Map_Reduce
This pattern described he very topical map-reduce algorithm. Map-reduce has been around for a long time and I believe it is supported natively in some functional programming languages (OCaml?) under the guise of map-fold. The pattern does a decent job of describing the component that I need (the map and reduce functions) as well as some aspects of implementing a map-reduce framework, but I think it could do with a coding example using a simple toy map-reduce library in which a simple operation such as for example scaling down images and then merge them could be implemented.
Also, the implementation section seemed to assume a master-worker paradigm underneath ("the software architecture is logically based on master-worker"), but although this is certainly one reasonable way to implement it there is no reason why one shouldn't do statical load balancing or work stealing instead in certain situations (I don't consider work stealing a sub-category of master worker as OPL does). They do later suggest a round robin (cyclic) schedule for some tasks, but I still think they put too much focus on master-worker which is described elsewhere and really an implementation detail of this pattern.
I also wonder whether filter/reduce should be discussed as a variant of this pattern.
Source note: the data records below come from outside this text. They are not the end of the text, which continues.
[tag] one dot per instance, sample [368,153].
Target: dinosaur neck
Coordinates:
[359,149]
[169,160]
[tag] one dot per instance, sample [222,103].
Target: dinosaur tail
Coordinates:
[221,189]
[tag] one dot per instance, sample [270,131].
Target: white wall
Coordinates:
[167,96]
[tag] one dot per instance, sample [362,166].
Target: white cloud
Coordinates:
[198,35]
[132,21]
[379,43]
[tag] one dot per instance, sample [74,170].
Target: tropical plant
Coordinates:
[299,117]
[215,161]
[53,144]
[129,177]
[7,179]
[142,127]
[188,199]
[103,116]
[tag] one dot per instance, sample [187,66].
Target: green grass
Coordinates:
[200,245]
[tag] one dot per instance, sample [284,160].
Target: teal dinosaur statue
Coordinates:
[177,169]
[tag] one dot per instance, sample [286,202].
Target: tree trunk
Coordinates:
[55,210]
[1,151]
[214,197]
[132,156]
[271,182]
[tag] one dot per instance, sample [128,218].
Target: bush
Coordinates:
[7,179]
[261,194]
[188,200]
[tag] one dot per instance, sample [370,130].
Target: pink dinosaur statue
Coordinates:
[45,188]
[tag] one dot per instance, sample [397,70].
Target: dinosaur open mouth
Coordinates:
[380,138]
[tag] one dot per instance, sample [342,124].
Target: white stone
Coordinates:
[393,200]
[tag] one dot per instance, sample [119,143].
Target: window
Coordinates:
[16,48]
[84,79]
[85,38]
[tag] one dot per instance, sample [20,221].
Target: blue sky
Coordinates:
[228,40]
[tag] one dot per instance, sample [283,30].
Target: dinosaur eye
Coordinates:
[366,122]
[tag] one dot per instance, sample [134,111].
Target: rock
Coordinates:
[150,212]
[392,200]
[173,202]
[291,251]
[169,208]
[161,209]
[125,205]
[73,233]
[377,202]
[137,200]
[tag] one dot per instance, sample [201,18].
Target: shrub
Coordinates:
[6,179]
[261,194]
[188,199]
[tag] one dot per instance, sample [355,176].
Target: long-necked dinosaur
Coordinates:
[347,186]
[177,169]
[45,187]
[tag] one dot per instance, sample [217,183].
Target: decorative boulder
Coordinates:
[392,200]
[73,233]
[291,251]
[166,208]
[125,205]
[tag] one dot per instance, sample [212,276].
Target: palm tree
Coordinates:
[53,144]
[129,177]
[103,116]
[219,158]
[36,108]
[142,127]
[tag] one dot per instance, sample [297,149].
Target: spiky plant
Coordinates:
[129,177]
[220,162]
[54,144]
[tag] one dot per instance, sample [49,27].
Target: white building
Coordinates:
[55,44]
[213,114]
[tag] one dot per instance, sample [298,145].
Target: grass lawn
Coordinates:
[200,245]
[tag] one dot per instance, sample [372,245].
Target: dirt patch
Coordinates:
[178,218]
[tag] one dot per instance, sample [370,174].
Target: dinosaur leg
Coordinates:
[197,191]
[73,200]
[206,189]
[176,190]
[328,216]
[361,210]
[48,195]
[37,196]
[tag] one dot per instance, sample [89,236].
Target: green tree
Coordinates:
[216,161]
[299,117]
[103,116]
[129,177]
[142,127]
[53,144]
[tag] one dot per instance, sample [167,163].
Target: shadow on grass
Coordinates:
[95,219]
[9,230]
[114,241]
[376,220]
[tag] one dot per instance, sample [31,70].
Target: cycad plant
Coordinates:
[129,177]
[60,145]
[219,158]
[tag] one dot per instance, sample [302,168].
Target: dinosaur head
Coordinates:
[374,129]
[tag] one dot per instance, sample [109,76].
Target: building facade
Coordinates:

It is certainly used out there, but maybe it is a different pattern.
Finally, I their precondition that the reduce function must be associative. Perhaps this should be changed to "should for optimal performance be" as one can certainly get great speedups from the map phase even if the reduce step has to be performed sequentially.
Event-based, Implicit Invocation
This pattern discusses the architecture of event-based systems. One very common example of this is GUI framework where events that are mainly triggered by the user are passed on to event handlers that subscribe to that event type. This pattern was contained more details than the other OPL patterns we have read and for that reason I thought it was one of the better ones. However, at one point they state that "load balancing is significantly simpler with a centralized medium". Does not a centralized medium make the load balancing problem go away entirely for this pattern?
Later on in the example section they discussed GUI event-based systems. These systems have a centralized manager and this is identified as the biggest impediment to scalability. However, I would claim that the biggest impediment is not the centralized manager, but the fact that the event handling is done as blocking functions. If any of these functions take some time to complete they will block everything. This can also be hard to figure out as if one for example use file IO then everything may work well, but then the GUI suddenly starts to lock when one start accessing files through a networked file system. I thought such issues, seeing as they are so common with this very important case of event-based systems, deserve to be mentioned more clearly.